Nowadays, this has allowed for the inclusion of larger committees such as the Department of Commerce, Industry and Tourism, PNN, and the Indigenous reservation Kogui-Malayo-Arhuaco, in which they study the tourist occupancy in Teyuna "Ciudad Perdida," does not negatively impact any environmental and cultural aspect. In 2005, tourist hikes became operational again and there have been no problems since then.
Since 2009, the non-profit organization Global Heritage Fund (GHF) has been working in Ciudad Perdida to preserve and protect the historic site against climate, vegetation, neglect, looting, and unsustainable tourism.

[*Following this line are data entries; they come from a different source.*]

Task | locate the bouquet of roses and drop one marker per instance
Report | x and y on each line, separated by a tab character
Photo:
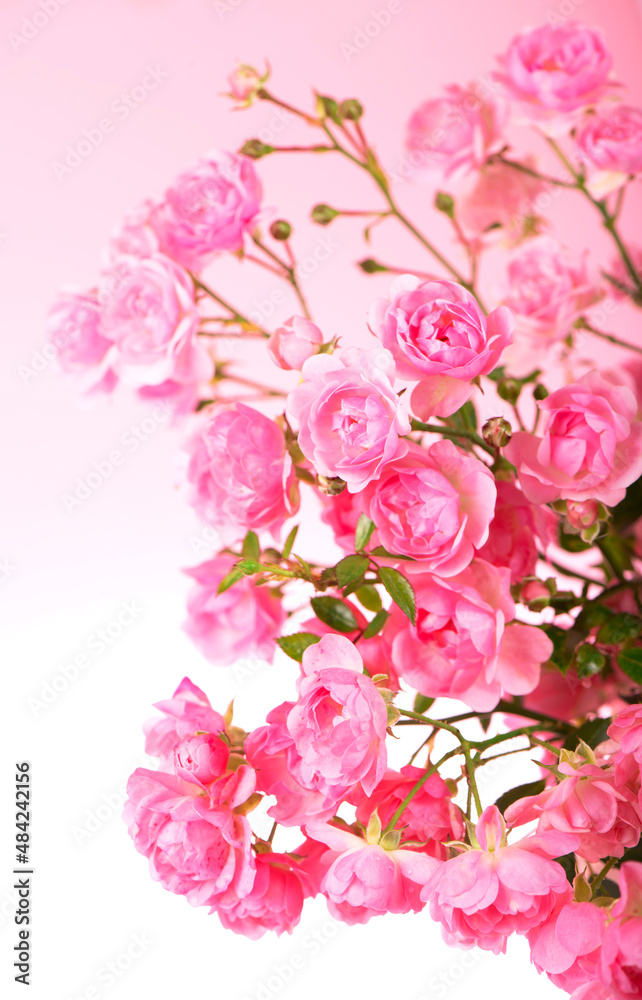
493	561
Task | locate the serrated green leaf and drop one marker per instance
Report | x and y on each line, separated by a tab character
295	645
400	589
333	612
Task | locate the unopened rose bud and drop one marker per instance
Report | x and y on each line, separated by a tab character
497	432
281	230
201	759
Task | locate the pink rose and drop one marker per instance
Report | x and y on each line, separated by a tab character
239	622
460	646
586	804
197	849
437	333
494	889
590	447
208	209
294	342
150	316
187	712
350	418
557	69
434	504
239	471
274	903
339	722
515	531
368	876
456	132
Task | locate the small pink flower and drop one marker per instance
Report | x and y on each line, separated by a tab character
434	505
555	70
239	472
187	712
150	316
208	209
339	722
456	132
585	803
294	342
274	903
350	418
239	622
495	889
515	531
460	646
364	875
437	333
590	447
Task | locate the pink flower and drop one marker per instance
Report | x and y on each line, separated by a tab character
621	956
459	646
239	622
150	316
300	796
434	505
208	209
197	849
437	333
350	418
274	903
239	472
495	889
74	332
456	132
187	712
364	875
556	69
431	816
586	804
515	531
294	342
590	447
339	722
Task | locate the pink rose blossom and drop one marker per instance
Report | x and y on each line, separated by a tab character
364	875
434	505
456	132
555	70
495	889
460	646
518	532
587	804
208	209
590	447
239	622
187	712
437	333
294	342
150	316
239	472
339	722
350	418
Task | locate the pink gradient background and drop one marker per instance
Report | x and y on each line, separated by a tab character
72	570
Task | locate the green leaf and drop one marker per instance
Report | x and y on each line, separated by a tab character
376	625
369	597
350	569
295	645
251	547
400	590
363	532
333	612
630	661
289	542
520	792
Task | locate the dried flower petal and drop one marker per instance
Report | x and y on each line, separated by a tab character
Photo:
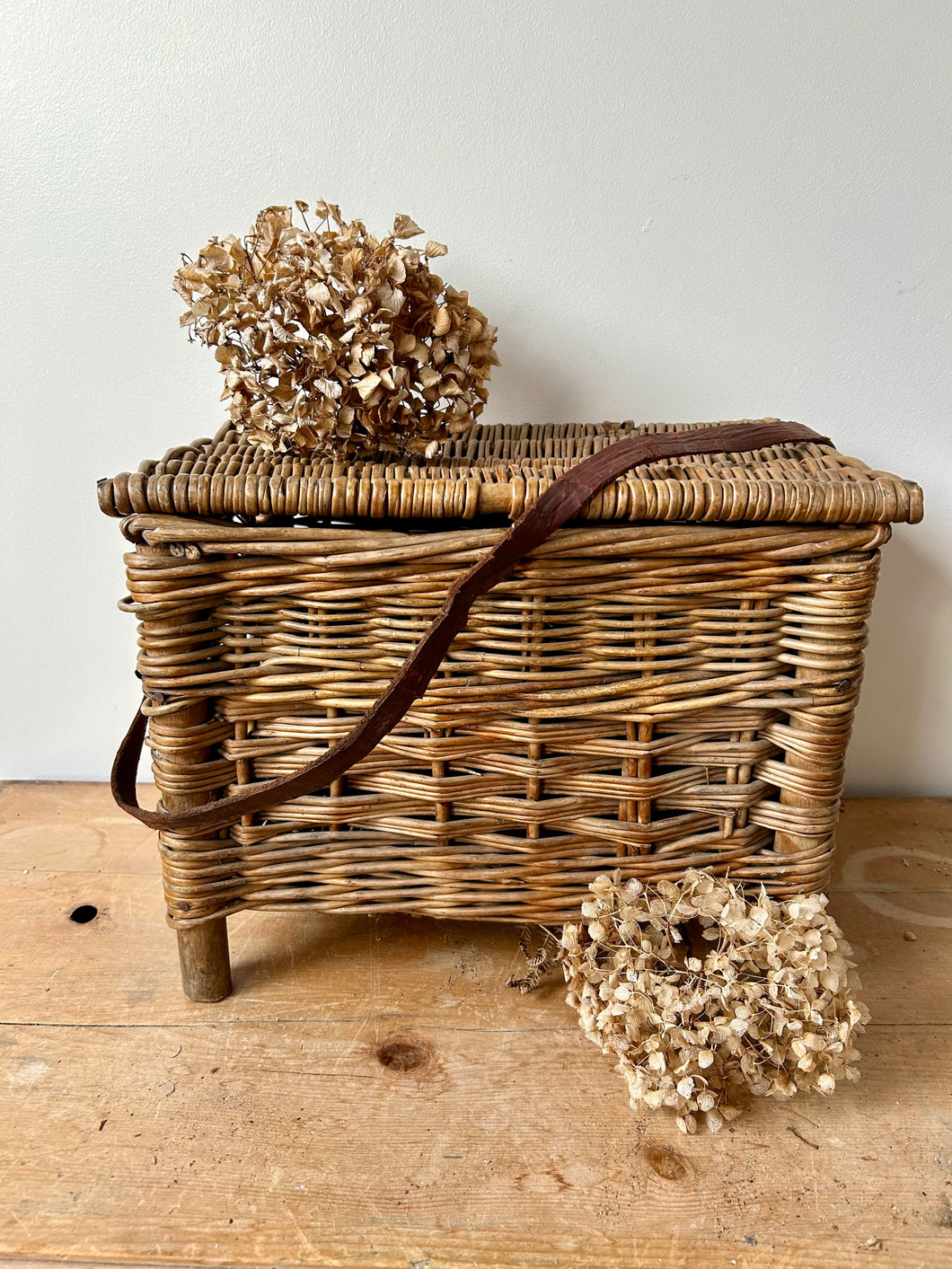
334	341
405	227
771	1008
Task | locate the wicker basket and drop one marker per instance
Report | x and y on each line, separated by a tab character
666	682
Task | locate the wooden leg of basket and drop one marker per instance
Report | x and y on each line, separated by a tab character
203	953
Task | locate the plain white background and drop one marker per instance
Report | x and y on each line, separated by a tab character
674	209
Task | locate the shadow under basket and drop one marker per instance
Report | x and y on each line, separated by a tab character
666	682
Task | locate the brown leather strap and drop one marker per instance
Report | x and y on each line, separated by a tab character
561	501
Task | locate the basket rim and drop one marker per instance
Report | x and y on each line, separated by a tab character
501	469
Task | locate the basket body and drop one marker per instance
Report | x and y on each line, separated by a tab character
645	697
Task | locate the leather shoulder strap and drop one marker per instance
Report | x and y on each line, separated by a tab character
561	501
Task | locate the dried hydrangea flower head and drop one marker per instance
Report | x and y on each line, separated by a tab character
703	995
334	341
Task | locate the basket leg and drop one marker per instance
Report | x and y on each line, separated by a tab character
203	955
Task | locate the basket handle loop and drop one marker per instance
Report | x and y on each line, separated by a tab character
561	501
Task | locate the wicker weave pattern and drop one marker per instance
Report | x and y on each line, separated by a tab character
503	470
644	697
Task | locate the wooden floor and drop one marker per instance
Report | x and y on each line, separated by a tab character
374	1096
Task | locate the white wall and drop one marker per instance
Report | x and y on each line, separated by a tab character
674	209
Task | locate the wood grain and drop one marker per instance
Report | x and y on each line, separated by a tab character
372	1094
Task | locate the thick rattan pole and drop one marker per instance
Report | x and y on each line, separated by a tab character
203	955
203	949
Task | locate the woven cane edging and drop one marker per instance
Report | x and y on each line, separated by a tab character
503	470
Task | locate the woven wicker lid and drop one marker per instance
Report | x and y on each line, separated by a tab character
503	470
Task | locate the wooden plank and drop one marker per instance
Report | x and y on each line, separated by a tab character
374	1096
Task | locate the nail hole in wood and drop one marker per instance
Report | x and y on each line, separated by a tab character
84	914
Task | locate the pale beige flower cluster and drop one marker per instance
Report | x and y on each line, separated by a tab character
334	341
705	996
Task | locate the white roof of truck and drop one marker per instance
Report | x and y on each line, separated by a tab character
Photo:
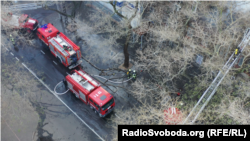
62	42
11	21
84	82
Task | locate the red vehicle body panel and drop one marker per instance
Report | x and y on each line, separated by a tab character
92	97
51	33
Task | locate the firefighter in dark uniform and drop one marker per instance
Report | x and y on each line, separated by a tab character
65	83
129	73
134	75
236	52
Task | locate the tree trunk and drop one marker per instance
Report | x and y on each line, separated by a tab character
125	49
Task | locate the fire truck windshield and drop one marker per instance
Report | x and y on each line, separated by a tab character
73	58
26	19
104	107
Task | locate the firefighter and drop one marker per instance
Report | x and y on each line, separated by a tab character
134	76
236	53
65	83
129	73
12	39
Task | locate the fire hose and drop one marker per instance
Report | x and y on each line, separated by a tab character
60	93
110	80
91	75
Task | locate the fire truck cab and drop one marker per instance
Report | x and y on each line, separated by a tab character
90	92
67	52
23	22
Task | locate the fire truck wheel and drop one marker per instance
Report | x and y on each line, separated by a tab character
76	96
59	60
100	115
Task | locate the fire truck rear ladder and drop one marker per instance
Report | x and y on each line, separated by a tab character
207	95
54	43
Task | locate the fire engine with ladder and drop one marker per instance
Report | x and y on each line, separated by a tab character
67	52
90	92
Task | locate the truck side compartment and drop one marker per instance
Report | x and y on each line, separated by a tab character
90	92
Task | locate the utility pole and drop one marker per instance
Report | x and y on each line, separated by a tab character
58	8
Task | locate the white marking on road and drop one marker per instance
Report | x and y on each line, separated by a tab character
42	52
54	62
61	101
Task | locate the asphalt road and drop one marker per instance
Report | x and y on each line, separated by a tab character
58	119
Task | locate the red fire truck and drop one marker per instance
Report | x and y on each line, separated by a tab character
24	22
67	52
90	92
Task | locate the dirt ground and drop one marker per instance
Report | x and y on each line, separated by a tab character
18	119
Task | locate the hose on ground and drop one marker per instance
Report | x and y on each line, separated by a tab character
110	80
60	93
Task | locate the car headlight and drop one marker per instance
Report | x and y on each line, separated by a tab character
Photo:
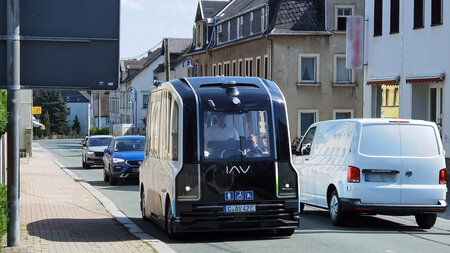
118	160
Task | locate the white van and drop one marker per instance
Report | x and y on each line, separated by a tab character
373	166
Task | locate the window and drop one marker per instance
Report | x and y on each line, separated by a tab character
233	71
395	13
144	101
341	73
305	119
263	18
378	18
240	67
436	12
418	14
251	23
266	67
258	66
308	68
342	12
249	67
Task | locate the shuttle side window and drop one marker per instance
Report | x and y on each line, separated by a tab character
174	131
305	147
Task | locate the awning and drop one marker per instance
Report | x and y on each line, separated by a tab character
425	79
384	81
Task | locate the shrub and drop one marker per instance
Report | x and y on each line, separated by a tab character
3	211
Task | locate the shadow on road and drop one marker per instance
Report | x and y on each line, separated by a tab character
80	230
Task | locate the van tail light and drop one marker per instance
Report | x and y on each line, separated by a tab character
353	175
443	176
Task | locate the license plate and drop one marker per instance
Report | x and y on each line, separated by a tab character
239	209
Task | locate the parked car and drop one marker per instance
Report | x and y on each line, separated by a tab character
123	157
373	166
92	153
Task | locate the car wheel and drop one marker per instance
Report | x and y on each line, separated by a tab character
143	206
426	220
337	216
285	231
105	175
168	221
302	206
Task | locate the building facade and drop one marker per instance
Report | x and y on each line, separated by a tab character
298	44
407	50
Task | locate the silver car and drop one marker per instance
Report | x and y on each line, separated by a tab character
93	149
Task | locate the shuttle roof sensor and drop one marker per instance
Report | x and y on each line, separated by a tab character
231	88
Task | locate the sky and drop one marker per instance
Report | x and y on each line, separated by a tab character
144	23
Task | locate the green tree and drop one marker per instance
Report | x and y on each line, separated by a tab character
46	122
52	102
76	125
3	112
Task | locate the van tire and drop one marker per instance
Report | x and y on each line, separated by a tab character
426	220
337	216
168	221
302	207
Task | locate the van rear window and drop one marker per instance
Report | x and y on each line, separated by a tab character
399	140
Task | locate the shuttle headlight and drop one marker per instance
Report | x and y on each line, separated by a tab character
286	181
188	180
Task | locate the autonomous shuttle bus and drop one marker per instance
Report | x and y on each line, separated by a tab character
218	157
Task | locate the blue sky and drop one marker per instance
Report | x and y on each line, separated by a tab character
144	23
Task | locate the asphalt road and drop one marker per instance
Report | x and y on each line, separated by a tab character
315	234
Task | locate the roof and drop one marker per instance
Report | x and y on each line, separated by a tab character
238	7
74	97
208	9
299	15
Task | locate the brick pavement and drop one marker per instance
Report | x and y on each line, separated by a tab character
60	215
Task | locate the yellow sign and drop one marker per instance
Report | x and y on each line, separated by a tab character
37	110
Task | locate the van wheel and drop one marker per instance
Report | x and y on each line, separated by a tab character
337	216
143	206
285	231
426	220
168	222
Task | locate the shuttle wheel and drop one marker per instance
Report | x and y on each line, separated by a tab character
426	220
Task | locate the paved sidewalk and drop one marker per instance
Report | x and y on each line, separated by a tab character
60	215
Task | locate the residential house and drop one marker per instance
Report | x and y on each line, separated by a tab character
132	97
78	104
407	61
299	44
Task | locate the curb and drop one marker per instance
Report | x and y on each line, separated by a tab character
156	244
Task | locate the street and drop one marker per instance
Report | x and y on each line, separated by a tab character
315	234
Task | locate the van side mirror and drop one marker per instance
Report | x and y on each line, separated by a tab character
306	149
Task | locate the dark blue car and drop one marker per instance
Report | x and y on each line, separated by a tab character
123	157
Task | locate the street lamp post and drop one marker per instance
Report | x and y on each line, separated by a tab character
133	108
188	62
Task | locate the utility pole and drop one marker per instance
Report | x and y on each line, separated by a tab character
13	87
167	58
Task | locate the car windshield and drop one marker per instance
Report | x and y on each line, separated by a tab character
129	145
236	135
102	141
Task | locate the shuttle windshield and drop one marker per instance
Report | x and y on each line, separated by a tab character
232	135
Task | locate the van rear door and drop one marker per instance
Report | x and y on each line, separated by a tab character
380	163
421	162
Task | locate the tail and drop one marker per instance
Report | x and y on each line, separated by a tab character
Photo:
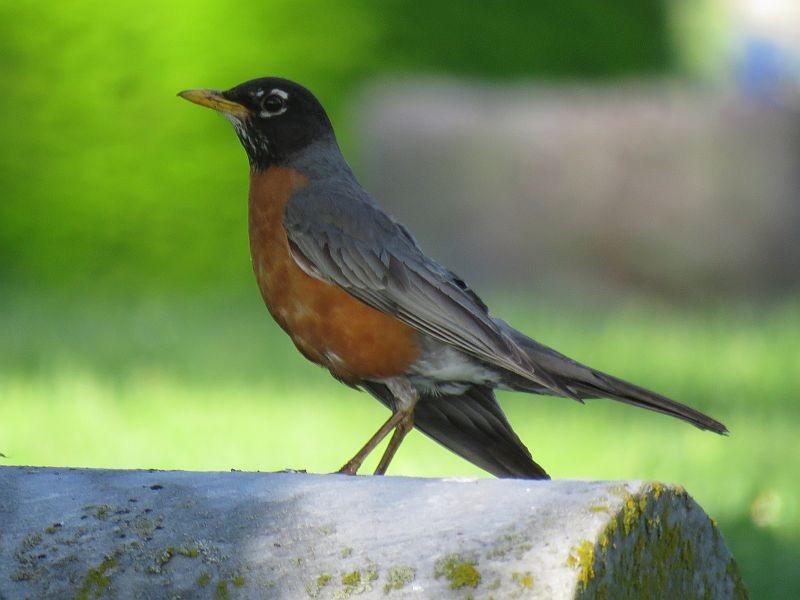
582	382
473	426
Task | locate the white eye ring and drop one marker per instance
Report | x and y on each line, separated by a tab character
274	104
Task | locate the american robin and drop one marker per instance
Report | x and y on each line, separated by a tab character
357	295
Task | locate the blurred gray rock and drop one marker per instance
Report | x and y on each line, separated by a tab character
678	192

Key Historical Periods of Ciudad Perdida
| Period | Description |
|---|---|
| 800 CE | Construction and habitation by the Tairona people. |
| 1500s | Impact of Spanish colonization and retreat of indigenous communities. |
| 1970s | Rediscovery by looters and subsequent archaeological interest. |
| 1980s-1990s | Influence of drug trafficking and armed conflict in the region. |
| 2000s-Present | Focus on preservation, ecotourism, and indigenous rights. |
Although La Ciudad Perdida is an impressive site, it is not the only one of its kind. Only about 30-40% of the sites in the Sierra Nevada region have been explored.